The NIH Data Science Policy Council (DSPC) is an internal NIH committee consisting of senior NIH and Institute and Center (IC) leaders and data scientists. The DSPC was created in 2017 as part of a restructuring of NIH programs and governance related to data science, aiming to provide a forum for trans-NIH data science policy development and oversight. The DSPC is intended to address the growing policy challenges and opportunities associated with ‘big data’ and data science (broadly defined) in biomedical research, thereby promoting maximum public benefit from data utilization in a manner that fulfills the agency’s principles toward responsible stewardship of data. This includes bioethical responsibilities to research participants and the general public with regard to data management, access, and sharing practices.

NIH Genomic Data Sharing

The NIH GDS Policy is effective for competing grant applications submitted for the January 25, 2015, receipt date; contract proposals submitted to NIH on or after January 25, 2015; and for intramural projects generating genomic data on or after August 31, 2015. The NIH GDS Policy applies to all NIH-funded research (e.g., grants, contracts, and intramural research) that generates large-scale human or non-human genomic data, regardless of the funding level, as well as the use of these data for subsequent research. Large-scale data include genome-wide association studies (GWAS), single nucleotide polymorphisms (SNP) arrays, and genome sequence, transcriptomic, epigenomic, and gene expression data.

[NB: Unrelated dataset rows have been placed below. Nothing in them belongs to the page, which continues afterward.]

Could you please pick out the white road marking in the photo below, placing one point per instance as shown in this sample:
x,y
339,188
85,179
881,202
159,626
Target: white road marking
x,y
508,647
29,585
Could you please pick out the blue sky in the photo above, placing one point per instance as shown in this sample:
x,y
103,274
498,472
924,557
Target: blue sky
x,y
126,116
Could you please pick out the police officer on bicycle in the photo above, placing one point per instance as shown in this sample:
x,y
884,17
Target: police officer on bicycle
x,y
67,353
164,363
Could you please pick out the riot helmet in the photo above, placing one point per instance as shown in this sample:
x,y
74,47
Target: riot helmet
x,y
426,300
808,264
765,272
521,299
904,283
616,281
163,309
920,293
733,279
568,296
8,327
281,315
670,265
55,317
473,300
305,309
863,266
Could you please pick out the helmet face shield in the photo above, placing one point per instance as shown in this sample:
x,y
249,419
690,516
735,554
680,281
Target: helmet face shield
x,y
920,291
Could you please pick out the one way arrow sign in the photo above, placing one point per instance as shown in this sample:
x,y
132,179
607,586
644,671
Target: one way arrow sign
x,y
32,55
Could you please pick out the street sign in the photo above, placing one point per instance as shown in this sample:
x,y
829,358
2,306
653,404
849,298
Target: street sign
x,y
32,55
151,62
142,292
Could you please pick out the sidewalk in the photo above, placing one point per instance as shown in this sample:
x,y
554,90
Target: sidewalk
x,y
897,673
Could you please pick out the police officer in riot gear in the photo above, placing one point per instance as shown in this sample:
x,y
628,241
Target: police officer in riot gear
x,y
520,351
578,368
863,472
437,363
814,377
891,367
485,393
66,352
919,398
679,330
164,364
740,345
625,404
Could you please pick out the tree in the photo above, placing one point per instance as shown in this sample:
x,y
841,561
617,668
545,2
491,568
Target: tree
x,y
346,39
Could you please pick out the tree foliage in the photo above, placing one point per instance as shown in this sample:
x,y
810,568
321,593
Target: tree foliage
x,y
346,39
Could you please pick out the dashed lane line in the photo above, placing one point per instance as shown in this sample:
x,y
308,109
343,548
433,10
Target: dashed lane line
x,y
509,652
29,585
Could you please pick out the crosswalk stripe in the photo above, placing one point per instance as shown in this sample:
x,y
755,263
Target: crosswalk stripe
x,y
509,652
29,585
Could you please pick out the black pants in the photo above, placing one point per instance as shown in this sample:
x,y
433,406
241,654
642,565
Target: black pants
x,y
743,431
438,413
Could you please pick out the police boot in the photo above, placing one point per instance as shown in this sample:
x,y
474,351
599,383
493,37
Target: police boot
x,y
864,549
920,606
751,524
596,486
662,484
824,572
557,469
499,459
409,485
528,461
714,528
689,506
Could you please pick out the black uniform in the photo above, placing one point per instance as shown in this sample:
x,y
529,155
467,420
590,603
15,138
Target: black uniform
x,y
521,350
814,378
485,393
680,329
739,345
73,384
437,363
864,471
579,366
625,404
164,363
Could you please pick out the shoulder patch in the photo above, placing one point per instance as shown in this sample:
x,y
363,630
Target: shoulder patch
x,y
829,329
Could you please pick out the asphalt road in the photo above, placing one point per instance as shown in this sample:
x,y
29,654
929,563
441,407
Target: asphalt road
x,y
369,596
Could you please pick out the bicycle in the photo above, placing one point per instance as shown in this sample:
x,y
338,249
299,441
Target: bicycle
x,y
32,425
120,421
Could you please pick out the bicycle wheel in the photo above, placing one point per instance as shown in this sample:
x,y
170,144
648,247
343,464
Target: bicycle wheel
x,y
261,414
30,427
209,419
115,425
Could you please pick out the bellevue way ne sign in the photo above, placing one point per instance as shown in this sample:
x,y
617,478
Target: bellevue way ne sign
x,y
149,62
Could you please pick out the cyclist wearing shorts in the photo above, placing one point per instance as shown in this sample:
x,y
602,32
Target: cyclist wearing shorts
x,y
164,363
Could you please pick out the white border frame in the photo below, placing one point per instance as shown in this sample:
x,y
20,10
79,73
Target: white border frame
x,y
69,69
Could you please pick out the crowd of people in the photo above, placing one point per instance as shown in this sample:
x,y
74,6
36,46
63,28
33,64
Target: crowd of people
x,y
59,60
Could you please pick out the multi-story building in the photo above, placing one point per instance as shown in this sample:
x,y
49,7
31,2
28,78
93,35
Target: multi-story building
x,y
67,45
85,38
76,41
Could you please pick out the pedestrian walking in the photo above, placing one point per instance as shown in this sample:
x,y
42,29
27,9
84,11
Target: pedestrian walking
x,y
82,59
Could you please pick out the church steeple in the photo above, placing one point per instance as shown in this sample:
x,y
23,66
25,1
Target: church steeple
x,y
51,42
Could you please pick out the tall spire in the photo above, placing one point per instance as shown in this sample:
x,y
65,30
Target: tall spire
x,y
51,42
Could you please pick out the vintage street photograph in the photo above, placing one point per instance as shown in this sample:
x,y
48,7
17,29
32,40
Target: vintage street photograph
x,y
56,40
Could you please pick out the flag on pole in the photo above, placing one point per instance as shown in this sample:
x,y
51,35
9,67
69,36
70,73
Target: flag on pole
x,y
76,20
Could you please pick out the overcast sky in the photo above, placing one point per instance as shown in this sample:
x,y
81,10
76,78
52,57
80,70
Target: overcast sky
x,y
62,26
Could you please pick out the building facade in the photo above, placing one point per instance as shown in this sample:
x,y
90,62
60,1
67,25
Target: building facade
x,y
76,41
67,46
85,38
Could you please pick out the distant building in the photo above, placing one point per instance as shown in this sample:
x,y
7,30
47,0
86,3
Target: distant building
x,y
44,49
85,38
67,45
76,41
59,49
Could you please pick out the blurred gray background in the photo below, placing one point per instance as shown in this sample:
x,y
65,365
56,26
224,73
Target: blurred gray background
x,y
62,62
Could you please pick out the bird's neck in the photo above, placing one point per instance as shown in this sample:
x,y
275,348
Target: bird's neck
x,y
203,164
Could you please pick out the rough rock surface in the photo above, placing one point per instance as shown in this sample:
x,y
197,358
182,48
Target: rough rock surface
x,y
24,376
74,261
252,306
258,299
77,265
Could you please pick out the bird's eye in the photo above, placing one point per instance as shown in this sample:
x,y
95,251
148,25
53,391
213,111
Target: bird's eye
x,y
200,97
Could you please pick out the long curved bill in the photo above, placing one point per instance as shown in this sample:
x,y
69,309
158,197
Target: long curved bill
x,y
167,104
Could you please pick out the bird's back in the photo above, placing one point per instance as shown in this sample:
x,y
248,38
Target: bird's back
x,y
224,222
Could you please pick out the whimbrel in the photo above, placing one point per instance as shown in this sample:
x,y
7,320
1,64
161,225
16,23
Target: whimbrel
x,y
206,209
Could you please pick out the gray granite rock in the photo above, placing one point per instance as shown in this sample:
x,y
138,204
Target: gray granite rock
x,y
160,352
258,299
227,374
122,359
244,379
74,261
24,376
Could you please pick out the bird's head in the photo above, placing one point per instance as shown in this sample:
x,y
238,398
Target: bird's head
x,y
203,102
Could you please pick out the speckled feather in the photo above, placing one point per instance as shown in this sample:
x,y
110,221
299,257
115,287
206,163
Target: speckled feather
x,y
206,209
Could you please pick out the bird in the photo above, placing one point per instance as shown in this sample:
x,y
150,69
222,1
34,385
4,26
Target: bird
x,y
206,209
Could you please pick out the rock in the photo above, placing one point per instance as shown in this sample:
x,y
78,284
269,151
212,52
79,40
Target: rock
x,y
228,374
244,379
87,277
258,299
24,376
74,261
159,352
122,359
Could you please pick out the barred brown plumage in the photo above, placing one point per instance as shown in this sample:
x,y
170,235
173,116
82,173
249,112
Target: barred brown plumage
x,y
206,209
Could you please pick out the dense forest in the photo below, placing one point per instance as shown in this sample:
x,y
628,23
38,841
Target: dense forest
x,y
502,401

Questions about the Policy can be e-mailed to

NIH Genomic Data Sharing Policy

Engaging Tribal Nations on Data Management and Sharing

NIH strives to facilitate inclusion of American Indian and Alaska Native (AI/AN) populations in biomedical research studies, as this representation is critical for ensuring that scientific discoveries can be translated into improved prevention and treatment strategies useful for the diverse needs of these communities. As part of NIH’s commitment and aligned with the goals outlined in the NIH Strategic Plan for Tribal Health Research, NIH seeks to engage communities in conversations around how to achieve its commitment to responsible data sharing, including through the development of culturally sensitive data management and sharing resources for NIH researchers where appropriate.

NIH respects that Tribal Nations are sovereign nations and established the NIH Tribal Health Research Office (THRO) to facilitate collaboration with Tribal Nations and ensure meaningful input is incorporated into NIH programs and policies. NIH initiated Tribal Consultation, per the HHS Tribal Consultation Policy and the NIH Guidance on the Implementation of the HHS Tribal Consultation Policy, to inform the Agency’s policy proposal on data management and sharing.

NIH considered all of the points heard from the Tribal Consultation when writing its DRAFT Policy on Data Management and Sharing (DMS Policy), published in the Federal Register on November 6, 2019, with a closing date of January 10, 2020. NIH incorporated feedback from Tribes on the Draft Policy in the development of the final DMS Policy and supplemental information. The NIH Tribal Consultation Report – NIH Draft Policy for Data Management and Sharing describes the process and includes a summary and analyses of findings. Importantly, the final DMS Policy includes a statement that NIH respects Tribal sovereignty in the absence of written Tribal laws or policies.

While the DMS Policy itself does not go into significant depth on specific research areas because it is designed to be applicable to the entire portfolio of NIH-funded research, the preamble to the DMS Policy (the text that precedes the Policy), discusses in-depth NIH’s thinking on particular issues.

NIH looks forward to working with Tribal communities to develop resources for researchers that encourages them to, among other things:

  • Thoughtfully consider the unique data sharing concerns of Tribal communities;
  • Respectfully negotiate agreements for data use with Tribal nations; and
  • Enhance their awareness of processes Tribal nations use to review prospective research.